The National Weather Service predicted the Pearl River near Jackson, Mississippi, will crest early next week on Aug. 29 at 36 feet—nearly the level it reached during flooding in 2020.
Reeves, a Republican, said that the prediction “is 24 hours sooner than originally predicted.”
“The time is now to start making preparations to protect you and your family,” he said, adding, “If your home flooded in 2020, there is a high probability it will happen again.”
People in need of shelter can go to the Jackson Police Training Academy at 3000 Saint Charles Street in the city of Jackson, Reeves stated. The facility is open and is being run by the American Red Cross.
Reeves urged residents to remain calm and to “Be aware, but don’t panic.” He encouraged people in the flood zones to be cautious and take appropriate precautions, including to evacuate if needed.
Mississippi residents are also urged to monitor news and emergency warning channels such as the Mississippi Emergency Management Agency (MEMA), the Mississippi Department of Transportation (MDOT), and the National Weather Service.

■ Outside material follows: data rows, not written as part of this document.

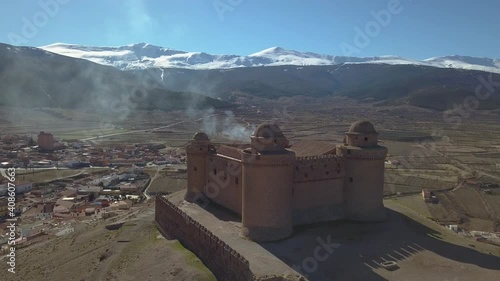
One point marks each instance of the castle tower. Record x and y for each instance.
(267, 185)
(364, 173)
(197, 153)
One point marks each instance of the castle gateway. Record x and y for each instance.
(274, 186)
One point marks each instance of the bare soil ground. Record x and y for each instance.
(137, 251)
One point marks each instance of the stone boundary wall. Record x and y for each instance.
(224, 262)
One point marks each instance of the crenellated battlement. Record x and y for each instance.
(318, 159)
(336, 181)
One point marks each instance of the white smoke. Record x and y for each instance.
(226, 126)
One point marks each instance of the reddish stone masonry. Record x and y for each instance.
(224, 262)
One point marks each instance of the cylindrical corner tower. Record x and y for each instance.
(364, 173)
(197, 152)
(267, 186)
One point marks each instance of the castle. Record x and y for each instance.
(274, 186)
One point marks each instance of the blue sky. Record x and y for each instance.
(417, 28)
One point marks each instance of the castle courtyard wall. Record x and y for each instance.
(318, 189)
(224, 262)
(224, 182)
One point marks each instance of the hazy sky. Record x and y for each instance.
(416, 29)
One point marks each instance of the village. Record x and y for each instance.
(62, 186)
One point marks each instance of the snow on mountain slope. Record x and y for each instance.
(142, 55)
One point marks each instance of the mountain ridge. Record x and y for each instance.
(143, 56)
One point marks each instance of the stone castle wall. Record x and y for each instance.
(224, 173)
(318, 189)
(317, 168)
(224, 262)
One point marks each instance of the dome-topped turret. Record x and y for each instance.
(362, 127)
(361, 134)
(268, 137)
(200, 137)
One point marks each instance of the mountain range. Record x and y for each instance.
(142, 56)
(99, 78)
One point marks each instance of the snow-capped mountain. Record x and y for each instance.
(142, 56)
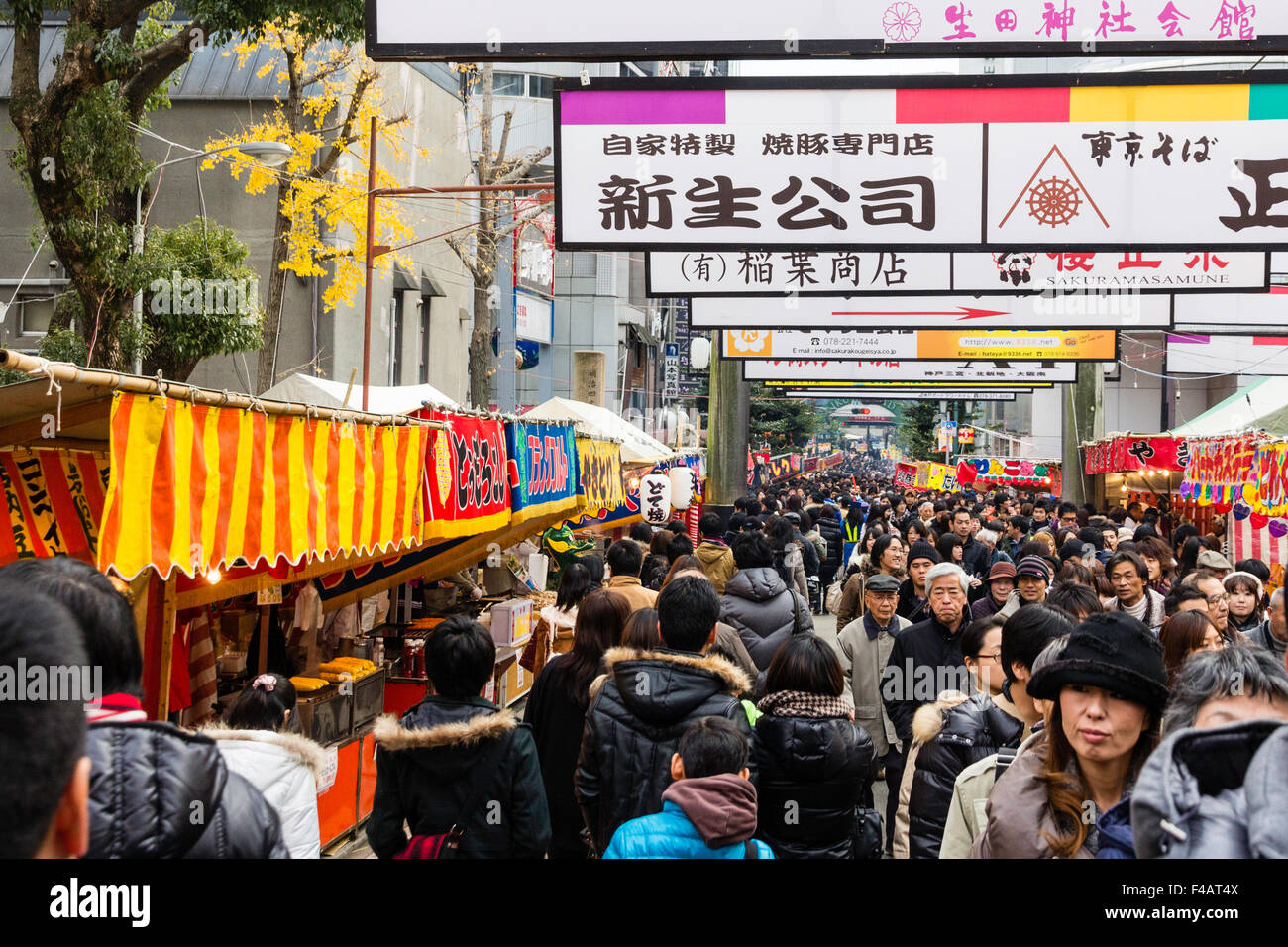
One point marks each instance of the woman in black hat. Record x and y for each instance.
(1069, 797)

So far, the Mississippi state government has responded to the expected flooding by deploying 126,000 sandbags, and putting search and rescue teams on standby.
Reeves said that MEMA is also monitoring water levels along the Pearl River via drones to keep the administration updated on flood areas and water movement.
Heavy rain in the past weeks has caused rivers and creeks in central Mississippi to rise.
Emergency officials advise that people in low-lying areas near the river prepare for flooding of homes and businesses, and prepare to evacuate in the next several days if needed.
Jackson Mayor Chokwe Antar Lumumba has urged residents in flood zones to pack enough belongings to get them through several days of evacuation. He said law enforcement officers will increase patrols to protect property.
“Don’t allow that to be an impediment for you saving your life and saving the lives of those other individuals in your home,” Lumumba said during a news conference Friday.